Twietmeyer glances over his spectacles at Hightower. “Mr. Hightower, I seem to recall your filing a middle-of-the-night motion yourself in this matter. To revoke bond, wasn’t it?”
Hightower shuffles his feet.
“From where I sit, this makes you two all even on the gamesmanship score. Trial on the matter of the State of Florida versus Zoya AKA “Zoe” Slim is set for Monday at 9 a.m. That should give you plenty of time to get Ms. Locke’s alibi witness’s statement on the record.”
I bite my lip to stop from smiling.
“And Ms. Locke, don’t bother asking for bail on your client’s new case. She’s had two chances to be out on bail on the first case. Now there’s a second case, I’m certainly not giving her a third. I’ll enter a plea of not guilty on her behalf, if that’s all right with you?”
“Yes, Your Honor. That’s perfect.”
“Good, I shall see you all on Monday. Have a restful weekend,” he says standing, then slams both hands down on the bench. “What am I thinking, rushing along here like a steam train? I’m forgetting my manners. Ms. Locke, I assume you waive a formal reading of the charges in the new case?”
“I do,” I say. I have no need to highlight the similarity of the murders for the media, eager for every last sordid detail of what they’ve decided is a love triangl
e gone fatally wrong.
“Very well. Next case is State versus…”
I find Hightower waiting for me outside the courtroom. “Nice move, Locke. You’re a pain in my ass, you know that?”
“You’re not the first to say that.”
“I just called, and Reilly’s on his way to get Joe Harper’s statement.”
“That must be about as fast as Reilly’s ever done anything.”
Hightower flashes a knowing grin. “Actually, he’s sending Sorenson. As soon, as I get it, I’ll shoot you a copy.”
“Much obliged. But you know this is the end of your case, don’t you?”
Hightower shrugs. “Maybe. But there will be others.”
“Many others. That’s the nice thing about working for the Man. Endless inventory.”
Waiting for the elevator, I spot Britt and Gretchen in a corner, seemingly deep in conversation.
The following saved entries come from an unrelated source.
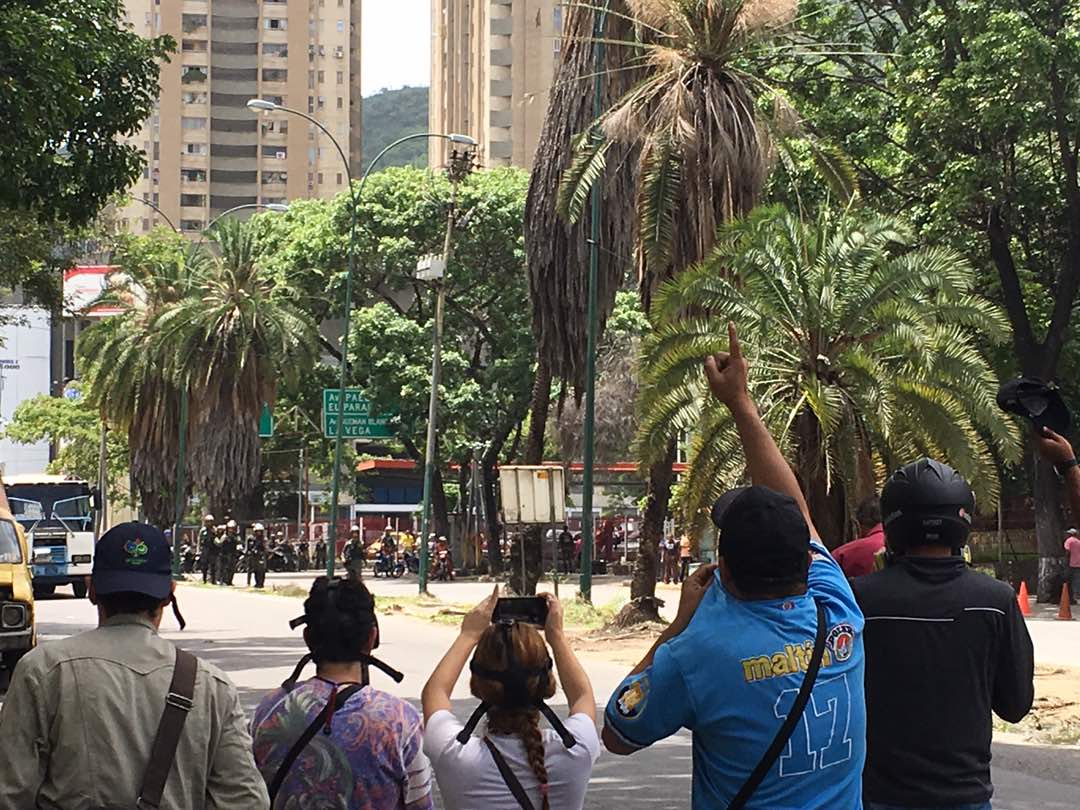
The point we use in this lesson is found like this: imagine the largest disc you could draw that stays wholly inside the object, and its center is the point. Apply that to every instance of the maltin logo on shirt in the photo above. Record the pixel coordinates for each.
(136, 551)
(841, 642)
(631, 700)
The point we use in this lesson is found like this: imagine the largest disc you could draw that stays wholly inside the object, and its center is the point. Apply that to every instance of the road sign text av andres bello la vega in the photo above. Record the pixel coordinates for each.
(360, 422)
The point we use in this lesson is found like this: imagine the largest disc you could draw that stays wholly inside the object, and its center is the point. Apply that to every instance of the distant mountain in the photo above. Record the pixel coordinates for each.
(391, 115)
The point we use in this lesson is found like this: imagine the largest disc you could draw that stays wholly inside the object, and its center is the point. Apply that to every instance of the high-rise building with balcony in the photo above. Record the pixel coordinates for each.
(206, 152)
(491, 68)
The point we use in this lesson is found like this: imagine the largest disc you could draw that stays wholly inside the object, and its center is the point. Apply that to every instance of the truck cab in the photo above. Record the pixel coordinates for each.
(56, 513)
(16, 592)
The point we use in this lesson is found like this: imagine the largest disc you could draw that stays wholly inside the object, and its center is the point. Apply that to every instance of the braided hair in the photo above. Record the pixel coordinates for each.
(340, 617)
(530, 652)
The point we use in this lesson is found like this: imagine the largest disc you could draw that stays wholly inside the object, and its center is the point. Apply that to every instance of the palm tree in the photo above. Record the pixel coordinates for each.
(228, 343)
(124, 369)
(865, 354)
(702, 149)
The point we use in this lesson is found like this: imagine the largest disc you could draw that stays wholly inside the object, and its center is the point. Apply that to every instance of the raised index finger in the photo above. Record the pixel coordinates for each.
(733, 347)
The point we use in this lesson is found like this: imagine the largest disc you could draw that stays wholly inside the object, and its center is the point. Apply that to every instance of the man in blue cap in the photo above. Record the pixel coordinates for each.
(764, 662)
(86, 718)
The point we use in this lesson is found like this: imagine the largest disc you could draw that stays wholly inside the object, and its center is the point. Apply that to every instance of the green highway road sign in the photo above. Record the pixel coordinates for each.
(359, 420)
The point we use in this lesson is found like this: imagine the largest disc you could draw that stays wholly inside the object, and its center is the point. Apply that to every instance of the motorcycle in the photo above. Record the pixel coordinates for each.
(389, 565)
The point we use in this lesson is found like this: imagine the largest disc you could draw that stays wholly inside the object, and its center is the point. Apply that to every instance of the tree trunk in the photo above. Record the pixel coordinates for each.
(489, 482)
(643, 586)
(826, 503)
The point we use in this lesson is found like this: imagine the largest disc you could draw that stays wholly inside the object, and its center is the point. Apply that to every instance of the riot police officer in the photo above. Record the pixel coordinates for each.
(353, 552)
(257, 554)
(205, 541)
(229, 552)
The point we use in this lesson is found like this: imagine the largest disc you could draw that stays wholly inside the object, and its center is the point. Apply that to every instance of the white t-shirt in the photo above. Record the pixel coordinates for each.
(469, 779)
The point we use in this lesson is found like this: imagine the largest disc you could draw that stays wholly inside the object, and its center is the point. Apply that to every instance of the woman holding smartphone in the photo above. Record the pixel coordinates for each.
(512, 682)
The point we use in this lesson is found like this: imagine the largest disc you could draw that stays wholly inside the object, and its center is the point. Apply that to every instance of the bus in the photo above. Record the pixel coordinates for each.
(57, 515)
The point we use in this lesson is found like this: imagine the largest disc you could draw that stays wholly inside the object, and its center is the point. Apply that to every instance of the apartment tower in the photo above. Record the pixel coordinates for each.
(206, 152)
(491, 67)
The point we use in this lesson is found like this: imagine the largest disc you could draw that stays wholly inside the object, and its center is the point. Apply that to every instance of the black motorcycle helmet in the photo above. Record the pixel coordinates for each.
(927, 503)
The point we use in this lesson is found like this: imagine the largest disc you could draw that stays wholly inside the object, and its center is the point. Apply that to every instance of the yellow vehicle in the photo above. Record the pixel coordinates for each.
(16, 592)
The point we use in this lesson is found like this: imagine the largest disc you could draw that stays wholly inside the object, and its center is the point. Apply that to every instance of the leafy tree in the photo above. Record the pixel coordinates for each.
(966, 117)
(487, 345)
(76, 428)
(864, 354)
(125, 367)
(227, 342)
(75, 81)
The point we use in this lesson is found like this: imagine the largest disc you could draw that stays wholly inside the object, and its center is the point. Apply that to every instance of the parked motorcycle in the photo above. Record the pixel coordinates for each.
(389, 565)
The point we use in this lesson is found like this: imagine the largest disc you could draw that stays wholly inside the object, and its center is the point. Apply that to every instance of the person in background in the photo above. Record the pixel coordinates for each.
(684, 557)
(551, 774)
(1057, 450)
(82, 713)
(731, 663)
(856, 558)
(367, 754)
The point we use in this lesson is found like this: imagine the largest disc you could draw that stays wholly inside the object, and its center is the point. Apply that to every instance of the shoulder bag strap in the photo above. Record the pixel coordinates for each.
(163, 753)
(328, 711)
(508, 775)
(791, 721)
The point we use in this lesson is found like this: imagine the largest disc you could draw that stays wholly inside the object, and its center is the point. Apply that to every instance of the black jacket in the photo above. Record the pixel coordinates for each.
(944, 646)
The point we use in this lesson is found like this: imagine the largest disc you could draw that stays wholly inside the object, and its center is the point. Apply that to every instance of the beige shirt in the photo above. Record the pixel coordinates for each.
(81, 714)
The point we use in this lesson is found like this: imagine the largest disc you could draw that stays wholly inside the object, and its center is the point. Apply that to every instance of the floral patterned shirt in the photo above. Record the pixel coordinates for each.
(373, 758)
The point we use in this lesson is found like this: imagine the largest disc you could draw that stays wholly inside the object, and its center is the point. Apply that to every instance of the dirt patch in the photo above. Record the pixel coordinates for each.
(1055, 716)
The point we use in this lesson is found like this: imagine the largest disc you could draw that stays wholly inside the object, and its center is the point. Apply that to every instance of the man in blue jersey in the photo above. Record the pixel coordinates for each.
(729, 667)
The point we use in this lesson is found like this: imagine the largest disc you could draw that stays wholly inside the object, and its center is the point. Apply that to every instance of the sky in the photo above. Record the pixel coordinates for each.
(396, 44)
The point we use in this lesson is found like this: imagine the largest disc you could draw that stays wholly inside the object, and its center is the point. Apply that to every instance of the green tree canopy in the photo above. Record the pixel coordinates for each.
(864, 354)
(75, 81)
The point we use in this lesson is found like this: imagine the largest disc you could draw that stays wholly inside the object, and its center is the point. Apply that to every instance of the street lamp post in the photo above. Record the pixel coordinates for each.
(261, 105)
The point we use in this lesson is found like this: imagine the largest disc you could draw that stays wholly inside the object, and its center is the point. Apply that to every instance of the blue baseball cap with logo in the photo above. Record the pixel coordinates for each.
(133, 557)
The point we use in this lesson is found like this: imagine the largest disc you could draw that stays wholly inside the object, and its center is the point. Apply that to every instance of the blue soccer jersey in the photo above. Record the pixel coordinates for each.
(731, 678)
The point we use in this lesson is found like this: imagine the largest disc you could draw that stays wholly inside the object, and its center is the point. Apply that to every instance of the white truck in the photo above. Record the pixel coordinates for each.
(57, 515)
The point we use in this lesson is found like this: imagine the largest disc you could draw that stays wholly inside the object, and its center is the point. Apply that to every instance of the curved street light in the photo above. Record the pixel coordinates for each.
(265, 106)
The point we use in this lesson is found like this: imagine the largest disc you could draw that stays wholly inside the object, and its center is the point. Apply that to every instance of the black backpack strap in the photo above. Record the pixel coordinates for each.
(328, 711)
(163, 752)
(508, 775)
(791, 721)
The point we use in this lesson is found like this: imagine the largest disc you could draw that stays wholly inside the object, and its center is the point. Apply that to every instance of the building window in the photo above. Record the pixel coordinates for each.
(192, 23)
(192, 73)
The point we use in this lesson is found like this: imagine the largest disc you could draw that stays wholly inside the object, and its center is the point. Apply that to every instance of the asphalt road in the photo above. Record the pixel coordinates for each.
(247, 635)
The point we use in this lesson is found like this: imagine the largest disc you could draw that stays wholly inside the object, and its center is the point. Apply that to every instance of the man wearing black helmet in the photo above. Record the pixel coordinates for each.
(945, 646)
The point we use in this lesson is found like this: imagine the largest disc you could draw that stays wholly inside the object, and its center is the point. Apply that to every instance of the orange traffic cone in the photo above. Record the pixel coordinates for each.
(1065, 611)
(1023, 599)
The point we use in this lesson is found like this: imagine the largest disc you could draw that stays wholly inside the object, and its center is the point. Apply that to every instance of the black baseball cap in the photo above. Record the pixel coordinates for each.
(133, 557)
(763, 537)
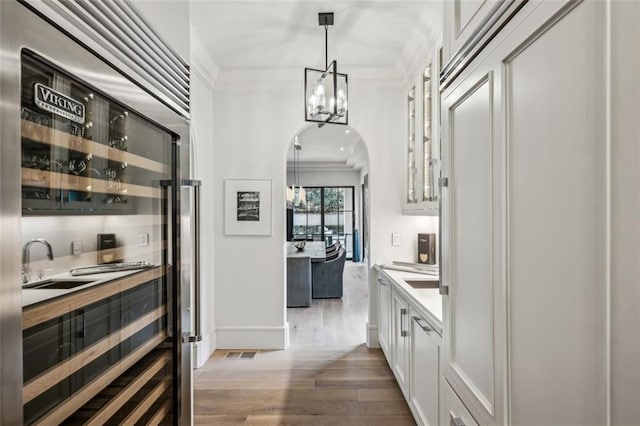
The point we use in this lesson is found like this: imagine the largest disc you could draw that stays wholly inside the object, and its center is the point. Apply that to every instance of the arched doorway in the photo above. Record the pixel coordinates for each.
(327, 178)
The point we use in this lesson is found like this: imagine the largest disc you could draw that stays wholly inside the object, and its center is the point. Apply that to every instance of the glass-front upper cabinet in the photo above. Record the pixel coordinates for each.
(83, 153)
(411, 147)
(423, 158)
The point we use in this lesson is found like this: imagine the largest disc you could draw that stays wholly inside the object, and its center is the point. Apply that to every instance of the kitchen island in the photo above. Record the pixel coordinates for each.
(312, 249)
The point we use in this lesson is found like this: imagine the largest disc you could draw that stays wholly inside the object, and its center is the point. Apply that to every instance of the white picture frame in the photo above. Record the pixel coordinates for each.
(247, 207)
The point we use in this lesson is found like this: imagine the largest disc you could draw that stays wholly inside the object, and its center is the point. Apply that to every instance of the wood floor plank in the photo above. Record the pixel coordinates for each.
(331, 420)
(389, 394)
(219, 420)
(327, 377)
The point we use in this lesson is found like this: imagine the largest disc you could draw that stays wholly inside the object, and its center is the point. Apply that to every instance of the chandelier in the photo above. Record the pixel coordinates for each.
(326, 91)
(296, 194)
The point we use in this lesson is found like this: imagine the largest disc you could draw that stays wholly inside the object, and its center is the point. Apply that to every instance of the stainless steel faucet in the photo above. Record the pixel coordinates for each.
(26, 269)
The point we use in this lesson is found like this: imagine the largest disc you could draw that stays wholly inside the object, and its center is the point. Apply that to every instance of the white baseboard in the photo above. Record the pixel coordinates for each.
(372, 336)
(204, 349)
(252, 337)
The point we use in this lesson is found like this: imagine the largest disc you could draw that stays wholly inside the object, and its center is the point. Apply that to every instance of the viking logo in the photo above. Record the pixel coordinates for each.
(59, 104)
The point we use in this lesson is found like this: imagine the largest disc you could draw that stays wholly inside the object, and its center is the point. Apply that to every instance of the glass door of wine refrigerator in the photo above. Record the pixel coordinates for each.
(97, 170)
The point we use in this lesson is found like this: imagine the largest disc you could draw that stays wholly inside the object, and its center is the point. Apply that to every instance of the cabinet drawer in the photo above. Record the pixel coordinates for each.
(455, 413)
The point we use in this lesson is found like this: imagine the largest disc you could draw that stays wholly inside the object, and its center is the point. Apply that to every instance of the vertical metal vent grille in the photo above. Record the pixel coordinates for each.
(118, 28)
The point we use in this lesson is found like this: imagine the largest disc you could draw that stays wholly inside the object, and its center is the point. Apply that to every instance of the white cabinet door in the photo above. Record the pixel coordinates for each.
(470, 126)
(384, 315)
(455, 413)
(525, 221)
(400, 337)
(556, 175)
(425, 371)
(462, 19)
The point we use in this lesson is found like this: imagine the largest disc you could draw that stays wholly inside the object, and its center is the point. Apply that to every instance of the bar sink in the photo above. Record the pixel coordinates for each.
(56, 284)
(422, 284)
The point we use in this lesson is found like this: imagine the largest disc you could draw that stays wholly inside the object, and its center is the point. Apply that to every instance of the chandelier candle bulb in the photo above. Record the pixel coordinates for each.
(328, 83)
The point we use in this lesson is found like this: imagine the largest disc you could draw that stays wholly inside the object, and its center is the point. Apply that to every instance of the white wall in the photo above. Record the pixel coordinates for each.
(202, 152)
(251, 137)
(625, 200)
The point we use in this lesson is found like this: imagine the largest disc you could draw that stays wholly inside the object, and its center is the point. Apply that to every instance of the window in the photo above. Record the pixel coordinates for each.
(327, 216)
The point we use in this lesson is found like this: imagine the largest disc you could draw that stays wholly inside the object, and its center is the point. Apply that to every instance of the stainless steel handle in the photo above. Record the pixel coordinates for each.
(455, 421)
(195, 184)
(423, 324)
(403, 332)
(443, 182)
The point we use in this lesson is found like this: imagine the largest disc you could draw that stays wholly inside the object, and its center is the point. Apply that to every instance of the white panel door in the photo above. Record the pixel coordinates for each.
(384, 315)
(468, 216)
(400, 337)
(461, 19)
(425, 371)
(556, 144)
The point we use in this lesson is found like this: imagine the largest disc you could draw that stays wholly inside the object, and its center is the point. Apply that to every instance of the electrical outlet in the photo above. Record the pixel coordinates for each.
(76, 247)
(143, 240)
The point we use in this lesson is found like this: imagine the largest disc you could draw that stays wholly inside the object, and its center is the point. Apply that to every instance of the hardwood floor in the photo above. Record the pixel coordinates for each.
(326, 377)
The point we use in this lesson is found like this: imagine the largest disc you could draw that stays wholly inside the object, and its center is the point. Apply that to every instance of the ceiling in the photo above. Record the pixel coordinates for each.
(331, 143)
(267, 34)
(286, 33)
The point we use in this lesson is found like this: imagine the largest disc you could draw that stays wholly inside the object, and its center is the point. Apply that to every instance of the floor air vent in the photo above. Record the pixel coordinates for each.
(240, 355)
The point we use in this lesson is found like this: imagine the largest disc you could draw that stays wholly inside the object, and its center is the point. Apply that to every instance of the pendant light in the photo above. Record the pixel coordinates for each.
(296, 194)
(326, 91)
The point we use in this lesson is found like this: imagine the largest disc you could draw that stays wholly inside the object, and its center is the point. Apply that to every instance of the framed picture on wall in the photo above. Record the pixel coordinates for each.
(247, 207)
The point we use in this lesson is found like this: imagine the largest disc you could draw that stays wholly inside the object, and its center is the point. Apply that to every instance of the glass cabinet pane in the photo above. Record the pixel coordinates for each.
(428, 163)
(105, 160)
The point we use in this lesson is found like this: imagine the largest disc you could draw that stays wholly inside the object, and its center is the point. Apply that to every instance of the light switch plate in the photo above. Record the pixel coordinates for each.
(76, 247)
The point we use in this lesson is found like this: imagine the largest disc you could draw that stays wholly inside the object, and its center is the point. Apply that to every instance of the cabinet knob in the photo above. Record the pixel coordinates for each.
(423, 324)
(456, 421)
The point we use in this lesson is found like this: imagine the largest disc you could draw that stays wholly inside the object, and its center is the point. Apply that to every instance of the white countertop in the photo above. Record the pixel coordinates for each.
(427, 300)
(316, 250)
(33, 296)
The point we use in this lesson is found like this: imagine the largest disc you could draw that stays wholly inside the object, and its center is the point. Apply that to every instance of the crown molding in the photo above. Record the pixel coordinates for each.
(202, 63)
(323, 166)
(287, 79)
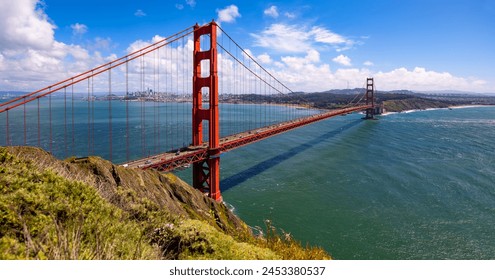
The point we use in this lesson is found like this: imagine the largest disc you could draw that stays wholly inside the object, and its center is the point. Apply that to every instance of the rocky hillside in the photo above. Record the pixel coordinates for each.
(91, 209)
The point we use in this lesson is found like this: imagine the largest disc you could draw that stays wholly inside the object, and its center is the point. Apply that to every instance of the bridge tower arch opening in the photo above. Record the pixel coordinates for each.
(370, 99)
(206, 174)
I wonder what the mother of a murder victim and the chief prosecutor might have to talk about.
Chapter 31
Weekends before criminal trials are all feel alike. Regardless of the case, the surreal sense that someone’s life is in your hands is humbling. That a jury of human beings will be charged with determining the fate of another, that their judgment will suffice to condemn or convict, is more than a little unsettling.
The phone vibrates.
“Grace Locke, speaking,” I say, cradling the phone between ear and shoulder.
“Locke, Hightower here.”
“You got that statement for me?”
To say the silence on the line is deafening would be an understatement. Likely only a second or two passes, but it feels like forever.
“Grace, Detective Sorenson took the statement, but—”
“But what?” I spring up and pace around like a rat in a maze, Miranda on my heels.
“You said your witness, Harper, would say he was with Ms. Slim in the St. Paul’s parking lot the morning Brandon Sinclair was murdered, but…” He draws in a sharp breath. “But the kid said he wasn’t.”